Haïti : l’illusion institutionnelle et la permanence des acteurs

Par Très Rév. Rudy Laurent


Haïti traverse une phase que l’on qualifie de transition. Pourtant, à l’analyse froide des faits, il ne s’agit pas d’une transition vers la consolidation d’un régime, mais d’une continuité d’instabilité organisée.


Officiellement, le pays fonctionne sous l’autorité de la Constitution. Dans la pratique, il évolue dans un système d’équilibre fragile entre groupes d’intérêts, acteurs politiques recyclés et arbitrages diplomatiques.

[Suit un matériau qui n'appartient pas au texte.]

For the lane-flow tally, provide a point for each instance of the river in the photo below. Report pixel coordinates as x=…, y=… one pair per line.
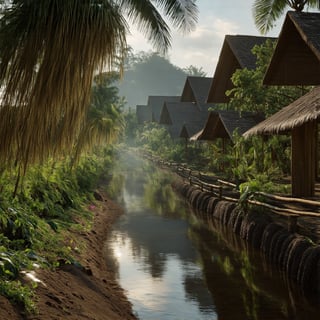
x=173, y=265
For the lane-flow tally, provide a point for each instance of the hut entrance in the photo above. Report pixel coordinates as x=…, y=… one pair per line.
x=304, y=146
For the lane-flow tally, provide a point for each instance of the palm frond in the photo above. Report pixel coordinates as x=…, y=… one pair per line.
x=50, y=51
x=266, y=12
x=144, y=14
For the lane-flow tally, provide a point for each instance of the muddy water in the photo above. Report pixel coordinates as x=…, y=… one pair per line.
x=174, y=266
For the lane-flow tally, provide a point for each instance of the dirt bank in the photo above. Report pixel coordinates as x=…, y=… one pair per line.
x=76, y=293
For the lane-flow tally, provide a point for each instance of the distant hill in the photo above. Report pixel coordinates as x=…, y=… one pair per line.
x=150, y=75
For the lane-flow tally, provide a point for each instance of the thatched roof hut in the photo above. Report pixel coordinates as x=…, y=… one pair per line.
x=300, y=118
x=224, y=123
x=144, y=114
x=196, y=89
x=296, y=114
x=235, y=54
x=156, y=104
x=296, y=59
x=188, y=130
x=177, y=114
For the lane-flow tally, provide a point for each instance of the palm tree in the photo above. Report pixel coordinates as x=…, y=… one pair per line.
x=266, y=12
x=50, y=51
x=104, y=120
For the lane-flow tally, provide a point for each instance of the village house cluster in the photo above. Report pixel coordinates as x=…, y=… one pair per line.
x=195, y=115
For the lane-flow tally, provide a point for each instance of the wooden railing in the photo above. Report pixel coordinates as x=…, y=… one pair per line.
x=290, y=207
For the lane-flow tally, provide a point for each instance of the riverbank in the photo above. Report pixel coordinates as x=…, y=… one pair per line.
x=73, y=292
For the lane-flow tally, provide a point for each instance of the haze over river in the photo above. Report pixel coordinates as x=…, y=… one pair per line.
x=173, y=265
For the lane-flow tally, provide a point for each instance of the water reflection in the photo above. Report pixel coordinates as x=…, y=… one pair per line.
x=175, y=266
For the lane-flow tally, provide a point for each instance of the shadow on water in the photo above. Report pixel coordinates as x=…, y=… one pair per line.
x=176, y=264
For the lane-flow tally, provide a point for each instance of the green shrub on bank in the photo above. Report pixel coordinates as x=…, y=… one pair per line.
x=36, y=210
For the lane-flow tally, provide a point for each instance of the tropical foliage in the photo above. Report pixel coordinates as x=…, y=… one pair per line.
x=50, y=51
x=267, y=12
x=249, y=93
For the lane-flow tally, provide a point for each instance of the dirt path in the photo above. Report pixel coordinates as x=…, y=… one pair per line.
x=75, y=293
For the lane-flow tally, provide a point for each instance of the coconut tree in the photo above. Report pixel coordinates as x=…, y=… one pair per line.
x=104, y=120
x=266, y=12
x=50, y=51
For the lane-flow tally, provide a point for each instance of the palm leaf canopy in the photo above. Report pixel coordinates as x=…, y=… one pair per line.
x=49, y=53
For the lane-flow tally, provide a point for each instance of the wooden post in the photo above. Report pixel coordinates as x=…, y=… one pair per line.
x=303, y=160
x=292, y=223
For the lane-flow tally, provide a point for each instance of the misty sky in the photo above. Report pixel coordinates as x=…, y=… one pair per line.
x=201, y=48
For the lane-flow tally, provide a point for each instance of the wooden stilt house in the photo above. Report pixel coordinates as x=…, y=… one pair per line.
x=296, y=61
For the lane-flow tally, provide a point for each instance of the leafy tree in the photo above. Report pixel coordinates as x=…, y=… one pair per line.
x=50, y=51
x=104, y=121
x=194, y=71
x=266, y=12
x=149, y=73
x=249, y=94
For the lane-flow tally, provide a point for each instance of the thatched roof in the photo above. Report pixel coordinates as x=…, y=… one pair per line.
x=144, y=114
x=156, y=104
x=223, y=124
x=190, y=129
x=177, y=114
x=296, y=60
x=235, y=54
x=196, y=89
x=304, y=109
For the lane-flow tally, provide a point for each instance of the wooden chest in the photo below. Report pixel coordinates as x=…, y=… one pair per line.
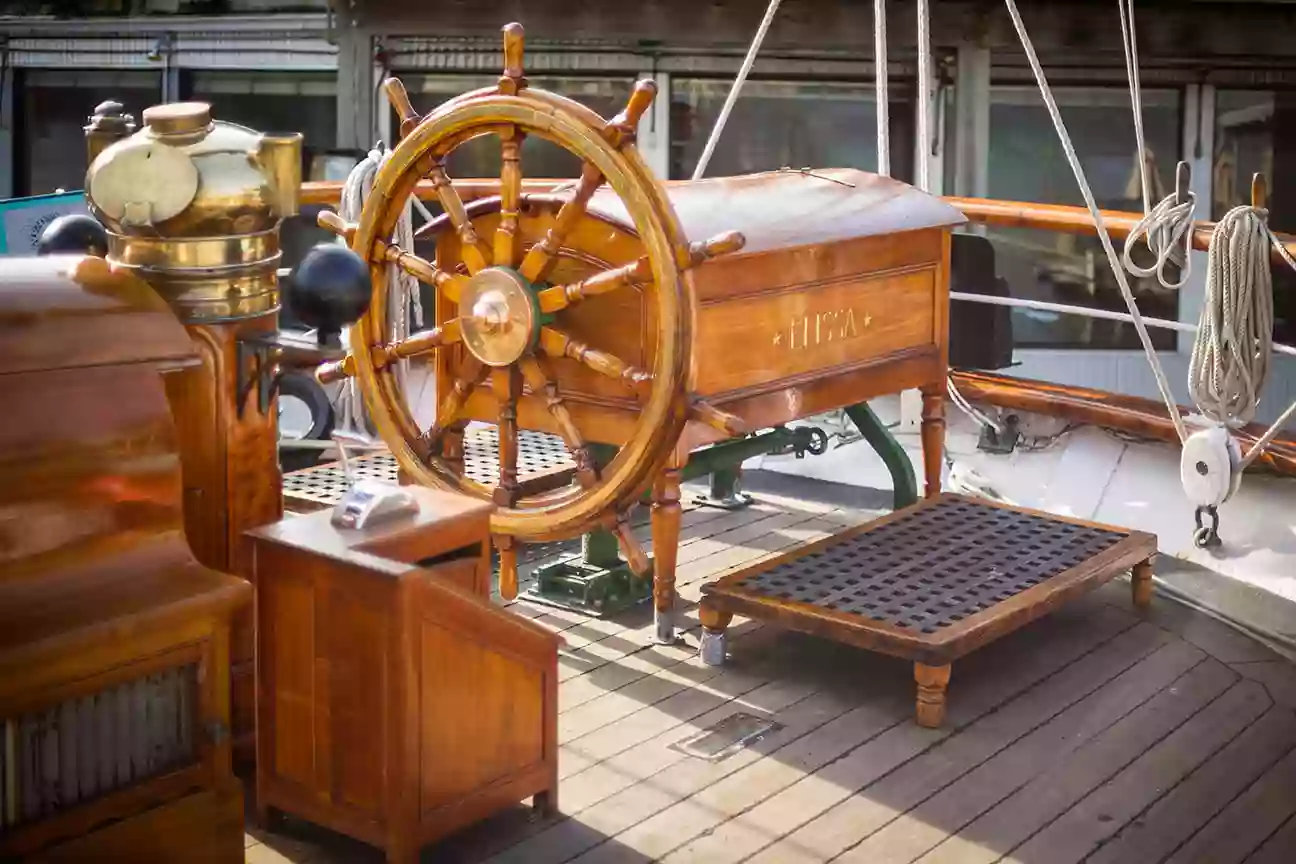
x=839, y=294
x=114, y=643
x=395, y=704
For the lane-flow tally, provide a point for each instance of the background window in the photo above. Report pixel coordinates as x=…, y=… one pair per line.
x=302, y=102
x=541, y=158
x=55, y=108
x=1027, y=163
x=1256, y=132
x=819, y=125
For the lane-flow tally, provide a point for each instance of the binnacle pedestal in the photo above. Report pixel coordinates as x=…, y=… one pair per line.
x=192, y=206
x=649, y=318
x=395, y=702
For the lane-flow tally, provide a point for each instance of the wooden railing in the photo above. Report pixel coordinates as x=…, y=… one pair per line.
x=1132, y=415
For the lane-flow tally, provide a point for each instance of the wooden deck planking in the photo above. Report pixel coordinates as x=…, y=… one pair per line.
x=951, y=766
x=1093, y=735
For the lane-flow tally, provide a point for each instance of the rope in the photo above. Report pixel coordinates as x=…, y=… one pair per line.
x=924, y=95
x=402, y=288
x=734, y=91
x=1165, y=229
x=880, y=82
x=1103, y=236
x=1231, y=354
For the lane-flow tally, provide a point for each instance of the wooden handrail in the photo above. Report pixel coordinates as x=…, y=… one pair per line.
x=1080, y=404
x=1133, y=415
x=1076, y=220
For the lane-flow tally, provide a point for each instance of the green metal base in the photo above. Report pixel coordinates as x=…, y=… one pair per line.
x=599, y=583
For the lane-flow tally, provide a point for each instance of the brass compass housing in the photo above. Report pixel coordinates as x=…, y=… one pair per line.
x=502, y=321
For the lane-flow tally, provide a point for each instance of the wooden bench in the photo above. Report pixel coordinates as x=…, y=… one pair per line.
x=394, y=702
x=114, y=643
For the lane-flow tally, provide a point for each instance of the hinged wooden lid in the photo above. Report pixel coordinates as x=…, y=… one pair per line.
x=66, y=312
x=793, y=207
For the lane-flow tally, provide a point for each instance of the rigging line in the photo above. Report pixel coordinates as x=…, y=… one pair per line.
x=880, y=82
x=1129, y=42
x=1167, y=228
x=924, y=96
x=734, y=91
x=1099, y=223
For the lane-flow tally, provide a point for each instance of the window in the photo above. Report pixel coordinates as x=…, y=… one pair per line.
x=302, y=102
x=1256, y=134
x=55, y=106
x=773, y=125
x=541, y=158
x=1027, y=163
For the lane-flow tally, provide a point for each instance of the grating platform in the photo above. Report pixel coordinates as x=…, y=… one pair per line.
x=542, y=463
x=931, y=582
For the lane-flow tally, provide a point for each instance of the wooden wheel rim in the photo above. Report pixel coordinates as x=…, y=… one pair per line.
x=565, y=512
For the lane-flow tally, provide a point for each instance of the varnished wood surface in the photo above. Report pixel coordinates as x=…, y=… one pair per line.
x=1133, y=415
x=97, y=584
x=950, y=641
x=1076, y=220
x=395, y=704
x=779, y=210
x=1094, y=733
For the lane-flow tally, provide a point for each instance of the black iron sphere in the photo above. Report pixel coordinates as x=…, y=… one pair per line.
x=73, y=233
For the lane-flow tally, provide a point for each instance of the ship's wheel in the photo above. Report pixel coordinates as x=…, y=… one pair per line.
x=508, y=330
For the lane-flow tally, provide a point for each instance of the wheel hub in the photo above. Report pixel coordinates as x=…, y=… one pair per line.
x=502, y=319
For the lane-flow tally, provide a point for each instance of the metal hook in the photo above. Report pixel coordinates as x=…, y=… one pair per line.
x=1207, y=535
x=810, y=172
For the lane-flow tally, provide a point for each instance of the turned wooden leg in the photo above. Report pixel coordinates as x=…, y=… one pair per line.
x=268, y=819
x=1141, y=583
x=402, y=854
x=714, y=623
x=507, y=548
x=544, y=803
x=665, y=551
x=933, y=437
x=932, y=682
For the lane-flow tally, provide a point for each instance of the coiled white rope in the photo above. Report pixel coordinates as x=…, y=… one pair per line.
x=402, y=288
x=1167, y=228
x=1163, y=385
x=1234, y=341
x=734, y=91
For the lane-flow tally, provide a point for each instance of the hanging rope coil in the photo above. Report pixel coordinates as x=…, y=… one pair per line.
x=1167, y=232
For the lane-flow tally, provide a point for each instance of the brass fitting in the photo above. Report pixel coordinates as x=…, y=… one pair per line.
x=195, y=205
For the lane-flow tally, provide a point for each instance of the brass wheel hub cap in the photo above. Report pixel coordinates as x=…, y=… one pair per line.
x=499, y=319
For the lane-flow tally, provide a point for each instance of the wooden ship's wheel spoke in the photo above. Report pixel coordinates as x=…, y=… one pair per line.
x=506, y=293
x=560, y=345
x=543, y=386
x=449, y=284
x=476, y=257
x=451, y=407
x=620, y=131
x=508, y=386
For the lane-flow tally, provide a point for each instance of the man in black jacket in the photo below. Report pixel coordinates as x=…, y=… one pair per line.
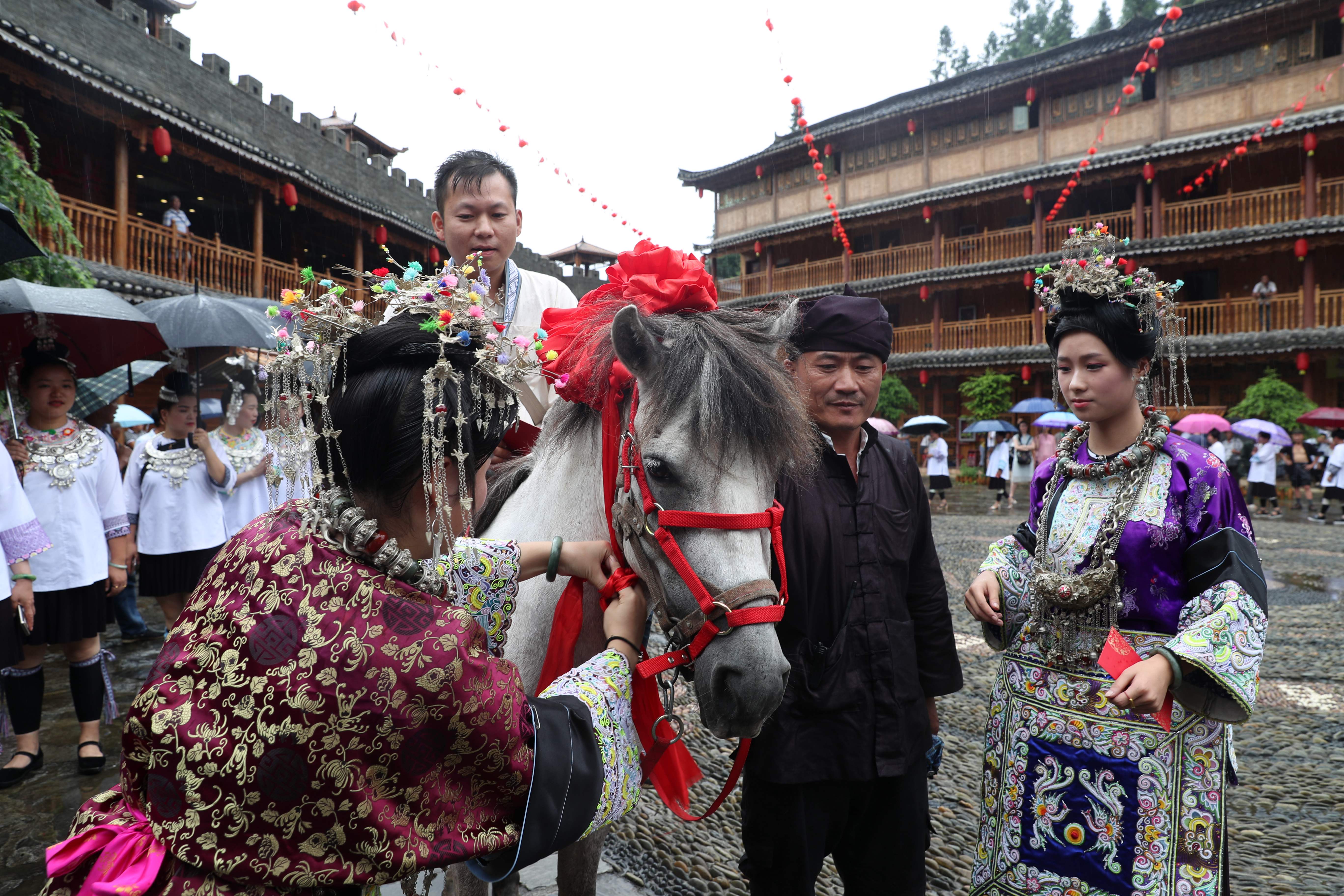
x=842, y=766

Je pose donc une question directe :
Sommes-nous encore dans un régime politique structuré, ou dans une gestion permanente de crise ?


Le contexte actuel révèle :


* Une légitimité populaire affaiblie
* Des accords politiques négociés hors du suffrage
* Une reconnaissance internationale déterminante
* Des institutions contournées plutôt que renforcées


On administre l’urgence.
On ne reconstruit pas l’État.


Un régime véritable repose sur des règles stables, pas sur des arrangements provisoires prolongés. Lorsque la survie politique dépend d’une validation externe, la souveraineté institutionnelle s’érode.


Un pouvoir soutenu davantage par la diplomatie que par l’adhésion populaire devient vulnérable. Il gouverne pour maintenir un équilibre, non pour transformer structurellement le pays.


Cette logique produit une stabilité apparente, mais ne bâtit pas une République durable.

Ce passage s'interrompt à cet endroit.